CTL helps Team Oregon craft online course

Person on motorcycle

Team Oregon has trained more than 190,000 riders in the knowledge and skills necessary for safe and responsible motorcycling. (contributed photo)

LIFE@OSU and the Center for Teaching and Learning are introducing a new semi-monthly series highlighting the stories of successful teaching on campus. Faculty featured in the series have all utilized CTL resources in order to better enhance their classroom experiences. For more information about CTL: http://ctl.oregonstate.edu/

This piece was written by Patrick Hahn, communications manager of Team Oregon Motorcycle Safety Program.

Since 1984, Team Oregon – a statewide outreach program of the College of Public Health and Human Sciences – has trained more than 190,000 riders in the knowledge and skills necessary for safe and responsible motorcycling. Courses combine classroom with on-cycle (“range”) instruction and are conducted all in small groups of 10-12 students. In 2011, completion of a Team Oregon course became required by law for all new riders in Oregon.

Time is limited. Consumers are not willing to spend more than a weekend in training. But there are thousands of skills, tricks and tips that could be included in a beginner motorcycle course. Because motorcycle riding carries a real risk of injury and death, we focus on what riders need to know now – those critical things that will prevent a crash. Even so, students quickly discover there is way more to riding than just learning to work the clutch and shift.

When most people think of motorcycle training, they picture the hands-on skills like steering and turning, braking and swerving. But the most important work we do is in the classroom – teaching scanning, hazard identification, judgment, response, strategy, traction management, impairment. To maximize classroom effectiveness, Team Oregon created a hybrid course with a powerful online classroom called eRider™ – the first one like it in the US. Students now learn to assess risk in a virtual riding environment, spot hazards and make decisions using interactive video and other scenario-based applications. Repetition of key concepts is embedded. And students can try the activities again and again to try to get a better score.

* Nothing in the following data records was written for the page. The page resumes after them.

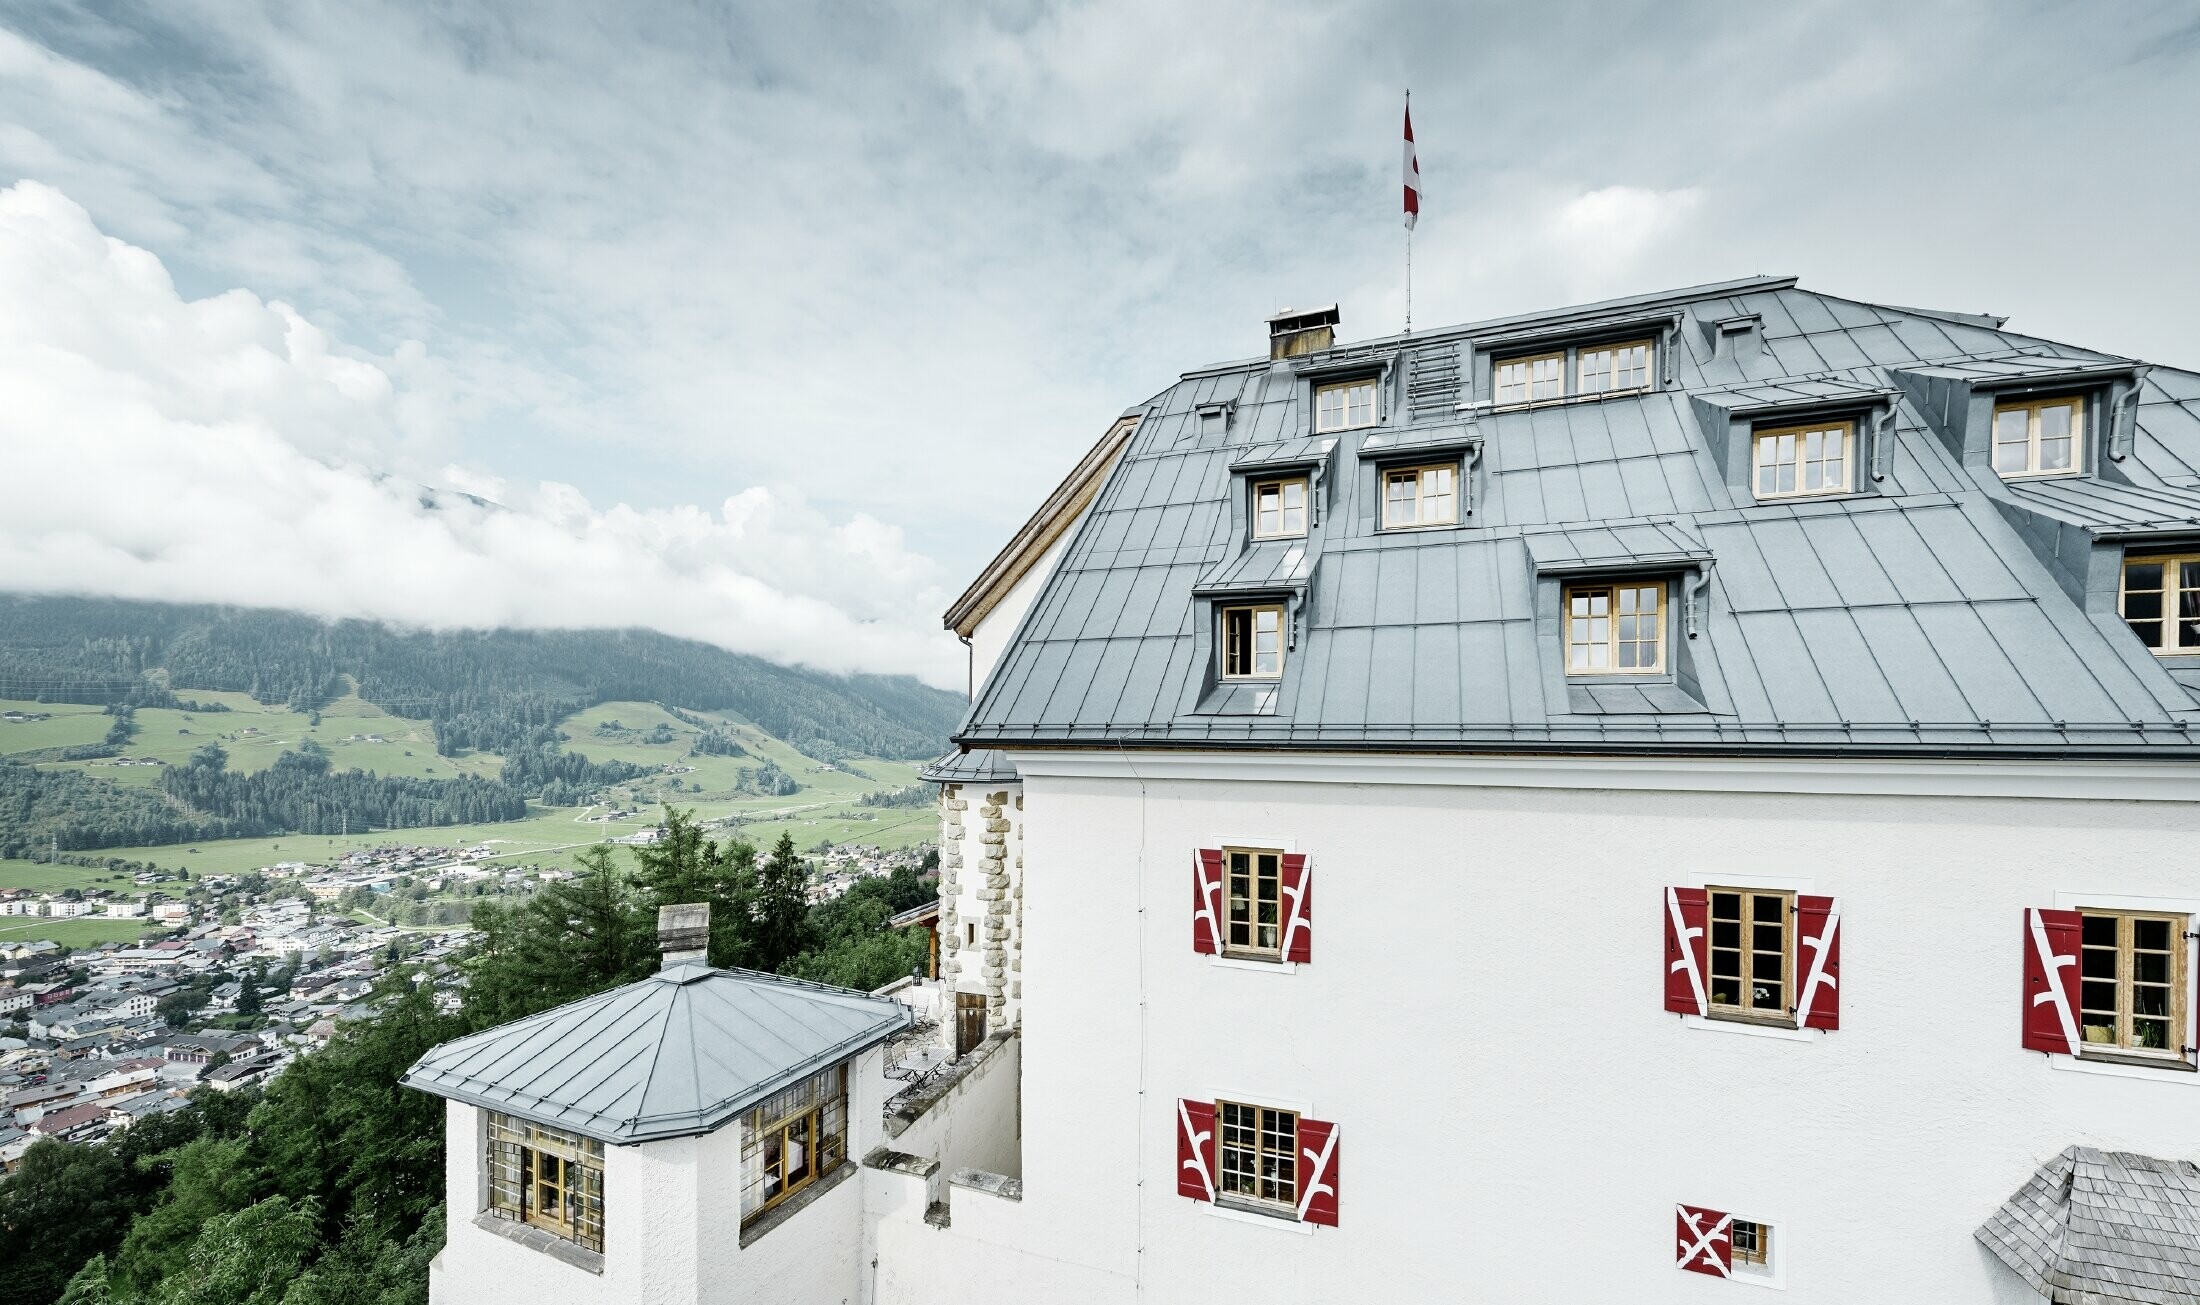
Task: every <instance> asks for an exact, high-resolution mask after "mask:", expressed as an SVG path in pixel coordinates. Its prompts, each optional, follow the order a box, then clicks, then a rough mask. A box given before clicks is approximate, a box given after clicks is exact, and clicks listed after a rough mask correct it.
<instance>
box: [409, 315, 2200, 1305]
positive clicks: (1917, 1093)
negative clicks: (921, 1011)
mask: <svg viewBox="0 0 2200 1305" xmlns="http://www.w3.org/2000/svg"><path fill="white" fill-rule="evenodd" d="M1335 323H1338V317H1335V310H1318V312H1302V315H1283V317H1278V319H1274V321H1272V343H1269V352H1267V357H1261V359H1250V361H1239V363H1221V365H1214V368H1201V370H1195V372H1186V374H1184V376H1181V379H1179V381H1177V383H1175V385H1170V387H1168V390H1164V392H1162V394H1157V396H1155V398H1151V401H1146V403H1140V405H1135V407H1133V409H1131V412H1126V414H1122V418H1120V420H1115V423H1113V425H1111V427H1109V431H1107V436H1104V438H1102V440H1100V445H1098V447H1096V449H1093V451H1091V453H1089V456H1087V460H1085V462H1082V464H1080V467H1078V469H1076V471H1074V473H1071V478H1069V480H1067V482H1065V484H1063V486H1060V489H1058V491H1056V493H1054V495H1052V497H1049V500H1047V504H1045V506H1043V508H1041V511H1038V513H1036V515H1034V517H1032V522H1030V524H1027V526H1025V528H1023V530H1021V533H1019V535H1016V539H1014V541H1012V544H1010V546H1008V548H1005V550H1003V552H1001V557H999V559H997V561H994V563H992V566H990V568H988V570H986V574H983V577H979V581H977V583H975V585H972V588H970V590H968V592H966V594H964V596H961V599H959V601H957V605H955V607H953V610H950V612H948V625H950V627H953V629H955V632H957V634H959V636H964V638H966V640H968V645H970V676H972V687H975V700H972V706H970V715H968V717H966V722H964V726H961V731H959V735H957V746H959V750H957V753H955V755H950V757H944V759H939V761H937V764H935V766H933V770H931V772H928V775H931V777H933V779H935V781H937V783H939V786H942V902H939V918H937V929H939V957H942V964H939V982H937V986H935V988H931V990H928V993H931V995H928V997H924V999H922V1001H926V1004H928V1010H924V1015H931V1017H937V1021H939V1030H942V1032H939V1039H942V1045H939V1050H937V1052H935V1056H926V1059H922V1061H920V1063H917V1065H906V1061H904V1067H902V1070H900V1072H902V1074H911V1072H915V1070H920V1067H922V1065H924V1063H928V1061H931V1059H937V1056H950V1063H948V1065H946V1067H944V1070H937V1072H931V1074H926V1076H924V1078H920V1081H917V1089H913V1092H909V1089H900V1083H895V1081H893V1078H889V1076H887V1070H889V1054H887V1052H884V1050H882V1048H884V1043H887V1041H889V1039H895V1037H898V1034H904V1026H906V1023H909V1019H911V1012H909V1010H906V1008H904V1006H900V1004H895V1001H891V999H882V997H869V995H854V993H838V990H827V988H814V986H805V984H792V982H785V979H770V977H759V975H735V973H722V970H708V968H704V966H702V964H695V962H682V959H680V955H682V951H680V946H682V940H684V937H689V940H691V933H682V926H680V922H675V929H673V931H671V944H673V951H671V955H673V957H675V962H678V964H671V966H669V968H667V970H664V973H662V975H658V977H653V979H647V982H642V984H636V986H631V988H620V990H616V993H607V995H603V997H596V999H590V1001H585V1004H579V1006H574V1008H563V1010H559V1012H550V1015H543V1017H537V1019H535V1021H521V1023H517V1026H510V1028H506V1030H493V1032H486V1034H480V1037H475V1039H466V1041H460V1043H451V1045H449V1048H438V1050H436V1052H433V1054H431V1056H427V1059H425V1061H422V1065H418V1067H416V1070H414V1074H411V1083H414V1085H418V1087H425V1089H429V1092H440V1094H444V1096H449V1098H451V1116H449V1118H451V1133H449V1138H451V1147H449V1164H451V1175H449V1199H451V1241H449V1246H447V1248H444V1252H442V1257H440V1259H438V1261H436V1270H433V1298H436V1301H438V1303H451V1305H455V1303H469V1305H471V1303H499V1301H513V1303H521V1301H524V1303H528V1305H535V1303H537V1301H546V1298H557V1301H565V1303H583V1301H607V1303H609V1301H623V1303H625V1301H647V1303H675V1301H678V1303H737V1301H741V1303H746V1301H774V1303H792V1305H810V1303H818V1305H823V1303H865V1305H915V1303H933V1301H955V1303H957V1305H994V1303H999V1305H1010V1303H1027V1301H1091V1303H1122V1305H1131V1303H1208V1301H1234V1298H1245V1301H1309V1303H1316V1301H1349V1298H1382V1301H1500V1303H1542V1301H1551V1303H1582V1301H1595V1303H1604V1301H1628V1303H1676V1305H1696V1303H1709V1305H1716V1303H1718V1301H1729V1298H1756V1296H1751V1290H1764V1287H1771V1290H1782V1292H1786V1294H1789V1298H1791V1301H1795V1303H1797V1305H1835V1303H1837V1305H1852V1303H1859V1301H1949V1303H1956V1301H1991V1303H2002V1305H2013V1303H2037V1301H2059V1303H2092V1301H2130V1303H2141V1301H2145V1303H2193V1301H2200V1166H2196V1164H2193V1160H2196V1158H2200V1050H2196V1048H2200V1034H2196V1012H2200V990H2196V986H2200V957H2196V935H2200V922H2196V915H2200V858H2196V854H2193V847H2196V834H2200V746H2196V739H2193V724H2196V720H2200V698H2196V693H2200V376H2196V374H2191V372H2180V370H2171V368H2160V365H2147V363H2136V361H2130V359H2116V357H2108V354H2101V352H2094V350H2083V348H2075V346H2064V343H2053V341H2044V339H2035V337H2024V335H2017V332H2011V330H2006V326H2004V321H2000V319H1993V317H1976V315H1962V312H1936V310H1916V308H1892V306H1874V304H1859V301H1850V299H1839V297H1833V295H1822V293H1811V290H1802V288H1797V286H1795V284H1793V282H1791V279H1775V277H1758V279H1747V282H1731V284H1716V286H1698V288H1687V290H1674V293H1663V295H1641V297H1632V299H1619V301H1608V304H1595V306H1586V308H1571V310H1560V312H1540V315H1527V317H1511V319H1500V321H1481V323H1470V326H1459V328H1448V330H1434V332H1426V335H1412V337H1390V339H1377V341H1366V343H1357V346H1340V343H1335ZM904 995H909V993H904ZM898 1089H900V1092H898Z"/></svg>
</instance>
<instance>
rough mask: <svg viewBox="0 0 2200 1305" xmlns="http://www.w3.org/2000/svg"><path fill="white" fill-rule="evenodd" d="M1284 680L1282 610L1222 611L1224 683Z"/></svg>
mask: <svg viewBox="0 0 2200 1305" xmlns="http://www.w3.org/2000/svg"><path fill="white" fill-rule="evenodd" d="M1280 676H1283V607H1274V605H1261V607H1223V680H1276V678H1280Z"/></svg>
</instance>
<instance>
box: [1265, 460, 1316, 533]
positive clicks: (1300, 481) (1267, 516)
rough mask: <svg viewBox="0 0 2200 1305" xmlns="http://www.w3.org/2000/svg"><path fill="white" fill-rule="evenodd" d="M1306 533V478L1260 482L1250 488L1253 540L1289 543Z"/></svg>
mask: <svg viewBox="0 0 2200 1305" xmlns="http://www.w3.org/2000/svg"><path fill="white" fill-rule="evenodd" d="M1305 533H1307V478H1305V475H1298V478H1291V480H1263V482H1258V484H1254V486H1252V537H1254V539H1291V537H1298V535H1305Z"/></svg>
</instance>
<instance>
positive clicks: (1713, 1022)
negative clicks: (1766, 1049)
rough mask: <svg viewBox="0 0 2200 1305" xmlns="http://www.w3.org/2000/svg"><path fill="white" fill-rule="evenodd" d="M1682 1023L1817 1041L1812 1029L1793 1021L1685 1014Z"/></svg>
mask: <svg viewBox="0 0 2200 1305" xmlns="http://www.w3.org/2000/svg"><path fill="white" fill-rule="evenodd" d="M1681 1023H1685V1026H1687V1028H1701V1030H1705V1032H1738V1034H1742V1037H1753V1039H1780V1041H1789V1043H1808V1041H1815V1039H1813V1037H1811V1030H1806V1028H1795V1026H1793V1023H1758V1021H1753V1019H1718V1017H1707V1015H1683V1017H1681Z"/></svg>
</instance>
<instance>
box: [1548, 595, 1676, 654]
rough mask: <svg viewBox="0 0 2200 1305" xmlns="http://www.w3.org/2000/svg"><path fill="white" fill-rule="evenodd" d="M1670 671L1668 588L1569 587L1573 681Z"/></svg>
mask: <svg viewBox="0 0 2200 1305" xmlns="http://www.w3.org/2000/svg"><path fill="white" fill-rule="evenodd" d="M1663 671H1665V583H1663V581H1650V583H1639V581H1630V583H1619V585H1566V673H1569V676H1659V673H1663Z"/></svg>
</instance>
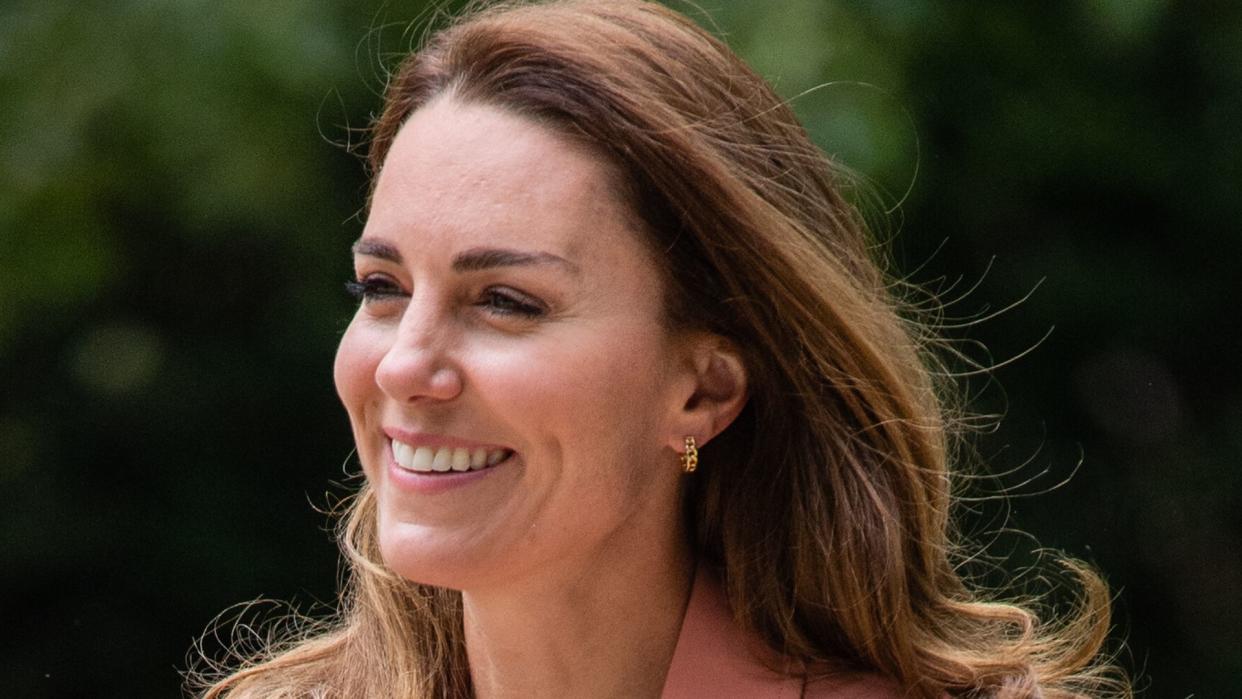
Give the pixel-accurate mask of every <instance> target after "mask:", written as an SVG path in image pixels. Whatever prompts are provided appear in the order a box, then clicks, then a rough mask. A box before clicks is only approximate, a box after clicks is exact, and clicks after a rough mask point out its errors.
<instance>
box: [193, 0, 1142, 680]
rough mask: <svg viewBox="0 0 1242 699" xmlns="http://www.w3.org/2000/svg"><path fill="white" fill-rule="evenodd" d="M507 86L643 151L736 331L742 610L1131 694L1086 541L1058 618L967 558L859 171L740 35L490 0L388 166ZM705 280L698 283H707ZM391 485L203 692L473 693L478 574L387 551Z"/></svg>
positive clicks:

During development and testing, program staff took part in the OSU Center for Teaching and Learning’s Hybrid Faculty Learning Community. Guidance from Cub Kahn and the FLC cohort helped ensure the final product was integrated and streamlined – and did not become a “course and a half.” Classroom time dropped from seven hours to four; test scores remained the same.

The online classroom also eliminates the issue of statewide consistency in delivery. Our 200 instructors do not come from educational backgrounds: They are motorcycle riders with day jobs who want to give something back to the riding community. Having students complete the classroom online frees up instructors for what they enjoy the most – coaching students on the range, watching them learn and sharing the joy when they see the light bulb go on over a student’s head – when they suddenly get it, like this student, who said, “Excellent course! Well worth the time. Everyone I’ve ever spoken to about the course has found it absolutely valuable – even the most hardcore bikers. Glad it’s a requirement in Oregon!”